The evidence regarding firm dynamics in South Africa suggests that scaling up is a significant challenge for most SMEs. For instance, average annual growth rates are positively related with firm size, such that larger firms exhibit higher average growth. Lack of access to markets, technology, business infrastructure, information etc., are some of the constraints for SMEs scaling up.
According to the South African Reserve Bank data on bank statistics, total SME credit exposure to banks was ZAR 617 billion at the end of 2017, which accounts for 28% of total business loans. As indicated below, the low level of SME financing appears to be emanating from the demand side as the vast majority of SMEs indicates that they do not borrow from financial institutions, particularly banks.
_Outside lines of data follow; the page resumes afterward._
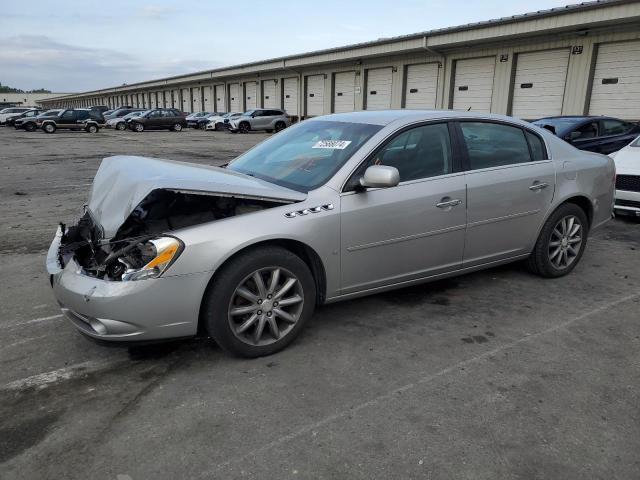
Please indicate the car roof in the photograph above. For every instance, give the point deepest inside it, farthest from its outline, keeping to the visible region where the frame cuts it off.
(386, 117)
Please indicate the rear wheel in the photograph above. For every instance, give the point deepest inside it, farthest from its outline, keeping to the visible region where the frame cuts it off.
(561, 243)
(259, 302)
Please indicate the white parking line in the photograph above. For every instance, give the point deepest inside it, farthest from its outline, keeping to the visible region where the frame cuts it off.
(34, 320)
(56, 375)
(410, 386)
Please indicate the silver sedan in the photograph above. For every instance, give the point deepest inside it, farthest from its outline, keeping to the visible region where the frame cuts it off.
(332, 208)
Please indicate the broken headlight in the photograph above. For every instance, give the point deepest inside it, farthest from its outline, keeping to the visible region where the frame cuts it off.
(155, 256)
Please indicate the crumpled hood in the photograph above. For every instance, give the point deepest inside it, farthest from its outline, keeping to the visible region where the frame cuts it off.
(123, 181)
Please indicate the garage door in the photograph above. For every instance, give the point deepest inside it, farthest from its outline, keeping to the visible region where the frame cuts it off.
(473, 85)
(251, 94)
(234, 97)
(421, 86)
(538, 89)
(344, 86)
(379, 82)
(186, 100)
(616, 81)
(196, 100)
(221, 102)
(269, 94)
(290, 93)
(315, 95)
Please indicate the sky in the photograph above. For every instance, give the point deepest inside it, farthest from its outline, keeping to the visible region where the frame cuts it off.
(80, 45)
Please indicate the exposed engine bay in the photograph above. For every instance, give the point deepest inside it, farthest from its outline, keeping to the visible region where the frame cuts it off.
(138, 249)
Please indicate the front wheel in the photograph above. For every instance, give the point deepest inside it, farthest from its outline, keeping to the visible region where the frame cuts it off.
(561, 242)
(259, 302)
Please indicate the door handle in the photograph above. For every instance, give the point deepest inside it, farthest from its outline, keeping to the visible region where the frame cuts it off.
(446, 202)
(538, 186)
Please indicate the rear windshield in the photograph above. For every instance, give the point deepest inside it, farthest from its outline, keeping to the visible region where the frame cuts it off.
(305, 156)
(560, 125)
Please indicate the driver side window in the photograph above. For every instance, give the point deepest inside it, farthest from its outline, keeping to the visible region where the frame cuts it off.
(420, 152)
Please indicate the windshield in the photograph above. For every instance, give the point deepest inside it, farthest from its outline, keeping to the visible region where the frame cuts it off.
(561, 125)
(305, 156)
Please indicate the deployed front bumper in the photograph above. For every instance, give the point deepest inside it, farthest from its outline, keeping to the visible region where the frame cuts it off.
(151, 309)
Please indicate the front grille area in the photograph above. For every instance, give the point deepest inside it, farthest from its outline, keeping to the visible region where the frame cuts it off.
(629, 183)
(627, 203)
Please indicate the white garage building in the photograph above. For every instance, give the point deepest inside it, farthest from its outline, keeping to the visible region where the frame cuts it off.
(579, 59)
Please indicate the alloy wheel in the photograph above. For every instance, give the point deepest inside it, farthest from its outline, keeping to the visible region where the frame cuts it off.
(265, 306)
(565, 242)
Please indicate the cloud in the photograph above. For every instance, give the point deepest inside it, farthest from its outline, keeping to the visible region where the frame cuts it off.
(36, 61)
(156, 12)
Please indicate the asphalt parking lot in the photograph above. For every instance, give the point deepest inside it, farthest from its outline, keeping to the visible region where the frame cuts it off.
(496, 374)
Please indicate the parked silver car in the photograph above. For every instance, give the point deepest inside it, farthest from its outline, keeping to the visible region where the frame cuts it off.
(330, 209)
(260, 119)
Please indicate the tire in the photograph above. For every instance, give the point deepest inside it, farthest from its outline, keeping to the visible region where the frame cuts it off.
(555, 253)
(222, 295)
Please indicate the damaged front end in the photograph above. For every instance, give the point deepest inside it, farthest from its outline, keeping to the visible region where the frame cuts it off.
(142, 246)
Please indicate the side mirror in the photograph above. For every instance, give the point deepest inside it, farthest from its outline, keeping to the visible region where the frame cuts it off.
(380, 176)
(572, 136)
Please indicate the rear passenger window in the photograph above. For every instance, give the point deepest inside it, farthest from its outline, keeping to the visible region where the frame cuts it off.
(494, 144)
(538, 152)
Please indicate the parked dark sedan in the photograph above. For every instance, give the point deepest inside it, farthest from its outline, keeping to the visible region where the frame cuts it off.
(159, 118)
(595, 134)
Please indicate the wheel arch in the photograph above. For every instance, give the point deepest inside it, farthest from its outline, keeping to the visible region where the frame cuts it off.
(306, 253)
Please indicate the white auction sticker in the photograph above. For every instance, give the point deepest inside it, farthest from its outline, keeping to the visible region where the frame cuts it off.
(333, 144)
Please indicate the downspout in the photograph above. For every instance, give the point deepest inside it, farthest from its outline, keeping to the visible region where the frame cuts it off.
(426, 47)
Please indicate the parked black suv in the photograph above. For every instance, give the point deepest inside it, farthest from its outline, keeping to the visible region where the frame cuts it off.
(594, 134)
(159, 118)
(30, 124)
(72, 119)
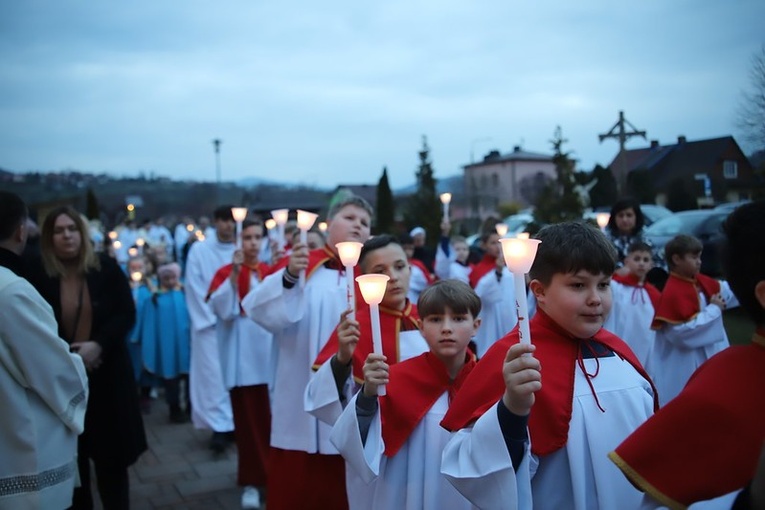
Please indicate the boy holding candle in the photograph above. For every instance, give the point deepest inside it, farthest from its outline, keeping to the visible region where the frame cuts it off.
(535, 421)
(339, 366)
(634, 301)
(394, 442)
(245, 359)
(305, 470)
(720, 413)
(688, 320)
(495, 286)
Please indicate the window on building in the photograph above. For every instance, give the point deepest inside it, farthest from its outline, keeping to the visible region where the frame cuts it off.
(730, 169)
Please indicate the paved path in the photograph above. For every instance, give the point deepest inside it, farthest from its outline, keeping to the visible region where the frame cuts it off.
(179, 471)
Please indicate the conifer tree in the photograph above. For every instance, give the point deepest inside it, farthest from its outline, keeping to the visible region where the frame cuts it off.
(385, 208)
(559, 200)
(424, 206)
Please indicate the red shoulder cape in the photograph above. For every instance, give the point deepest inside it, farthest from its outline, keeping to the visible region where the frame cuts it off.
(392, 322)
(557, 352)
(706, 441)
(242, 281)
(680, 299)
(486, 264)
(415, 385)
(630, 280)
(422, 267)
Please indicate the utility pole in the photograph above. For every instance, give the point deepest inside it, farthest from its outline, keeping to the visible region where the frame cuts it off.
(216, 145)
(619, 132)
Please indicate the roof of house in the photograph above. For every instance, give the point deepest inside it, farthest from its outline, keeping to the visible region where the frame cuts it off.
(682, 158)
(518, 154)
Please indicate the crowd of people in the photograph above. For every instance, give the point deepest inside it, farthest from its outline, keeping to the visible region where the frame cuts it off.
(627, 396)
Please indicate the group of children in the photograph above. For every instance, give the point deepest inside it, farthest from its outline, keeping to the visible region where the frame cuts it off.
(572, 420)
(521, 439)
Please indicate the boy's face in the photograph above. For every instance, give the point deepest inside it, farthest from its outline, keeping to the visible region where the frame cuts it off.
(625, 220)
(639, 263)
(351, 223)
(251, 239)
(225, 230)
(448, 334)
(578, 302)
(492, 247)
(168, 280)
(687, 265)
(461, 251)
(390, 260)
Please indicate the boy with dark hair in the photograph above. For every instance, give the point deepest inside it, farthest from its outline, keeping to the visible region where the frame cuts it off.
(634, 301)
(688, 320)
(340, 364)
(726, 395)
(538, 419)
(394, 442)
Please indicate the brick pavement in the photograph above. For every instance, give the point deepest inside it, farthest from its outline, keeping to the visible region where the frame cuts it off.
(178, 471)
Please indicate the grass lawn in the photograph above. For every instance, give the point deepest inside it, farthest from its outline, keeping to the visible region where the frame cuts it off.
(738, 326)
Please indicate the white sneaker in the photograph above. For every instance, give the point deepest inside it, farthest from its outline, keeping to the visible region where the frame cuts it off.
(250, 497)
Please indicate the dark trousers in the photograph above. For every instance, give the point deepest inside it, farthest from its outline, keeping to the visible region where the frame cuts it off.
(113, 485)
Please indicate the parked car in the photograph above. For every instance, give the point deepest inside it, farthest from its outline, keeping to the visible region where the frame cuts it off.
(704, 224)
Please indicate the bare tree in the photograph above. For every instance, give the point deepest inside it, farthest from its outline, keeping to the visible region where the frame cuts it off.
(750, 117)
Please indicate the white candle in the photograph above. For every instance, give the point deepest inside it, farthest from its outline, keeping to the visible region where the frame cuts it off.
(519, 256)
(372, 288)
(305, 222)
(280, 217)
(602, 219)
(349, 255)
(239, 214)
(445, 199)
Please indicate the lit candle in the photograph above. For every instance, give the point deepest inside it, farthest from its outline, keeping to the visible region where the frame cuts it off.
(239, 214)
(372, 288)
(445, 199)
(349, 252)
(305, 222)
(280, 217)
(519, 256)
(602, 219)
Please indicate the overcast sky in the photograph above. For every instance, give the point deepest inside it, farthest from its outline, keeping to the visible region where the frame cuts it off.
(329, 92)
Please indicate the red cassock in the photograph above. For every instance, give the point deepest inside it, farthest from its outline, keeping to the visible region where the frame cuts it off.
(557, 352)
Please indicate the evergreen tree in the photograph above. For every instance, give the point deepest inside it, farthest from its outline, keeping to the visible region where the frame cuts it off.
(424, 206)
(386, 209)
(558, 200)
(92, 210)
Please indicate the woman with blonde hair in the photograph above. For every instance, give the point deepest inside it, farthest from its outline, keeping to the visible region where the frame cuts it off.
(93, 305)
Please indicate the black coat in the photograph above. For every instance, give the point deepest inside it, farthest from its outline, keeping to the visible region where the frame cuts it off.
(114, 432)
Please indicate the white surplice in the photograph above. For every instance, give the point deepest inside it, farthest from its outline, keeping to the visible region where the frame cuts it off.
(245, 347)
(680, 349)
(630, 319)
(579, 476)
(210, 402)
(411, 479)
(498, 315)
(301, 320)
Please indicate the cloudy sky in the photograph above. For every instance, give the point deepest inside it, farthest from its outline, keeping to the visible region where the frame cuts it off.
(329, 92)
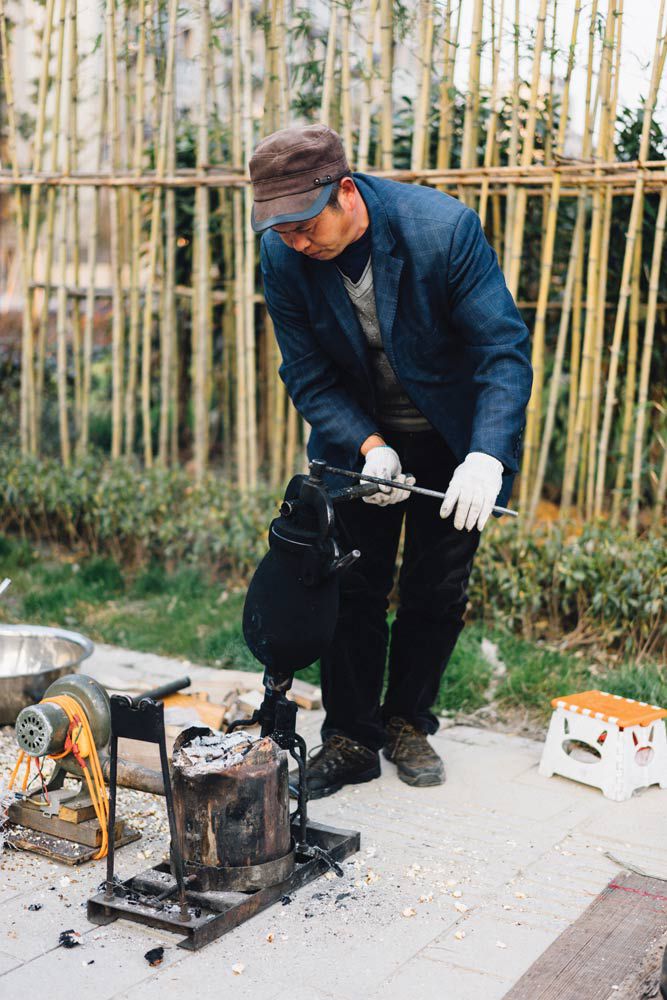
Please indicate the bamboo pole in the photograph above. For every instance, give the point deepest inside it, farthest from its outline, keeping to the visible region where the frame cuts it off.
(61, 315)
(168, 353)
(202, 327)
(366, 111)
(345, 80)
(386, 75)
(249, 248)
(329, 64)
(554, 387)
(612, 39)
(28, 392)
(241, 421)
(117, 318)
(546, 268)
(647, 351)
(50, 226)
(490, 147)
(661, 492)
(73, 234)
(420, 138)
(468, 151)
(580, 405)
(26, 341)
(637, 202)
(527, 153)
(93, 236)
(155, 240)
(513, 149)
(447, 100)
(145, 15)
(630, 385)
Owner-funded capital represents, by far, the most widely used source of finance, followed by investments by family and business partners.
SME non-performing loans in the banking sector have declined since 2010, falling from 5.2% to 2.5% in 2017. The economic recovery following the 2009 recession and prudent lending criteria have likely contributed to the improvement. At 2.53% in 2017, the ratio of non-performing loans of SMEs was higher than that of total corporates (1.3%) by more than one percentage point.
Government funding for SMEs is provided through grants and financing by development finance institutions (DFIs). The outstanding direct government loans to SMEs at the end of 2017 amount to ZAR 11.48 billion, which accounted for 1.8% of all SME loans.
Credit guarantees are also in use in South Africa. ZAR 297 million were provided in 2017 by the IDC and SEFA up from ZAR 243 million in 2016, after having declined significantly in 2013 and in 2014.
The South African Government is also working on the establishment of a registry for movable assets and of a database with credit information. Both initiatives aim to make lending less risky and should therefore make bank financing more widely available.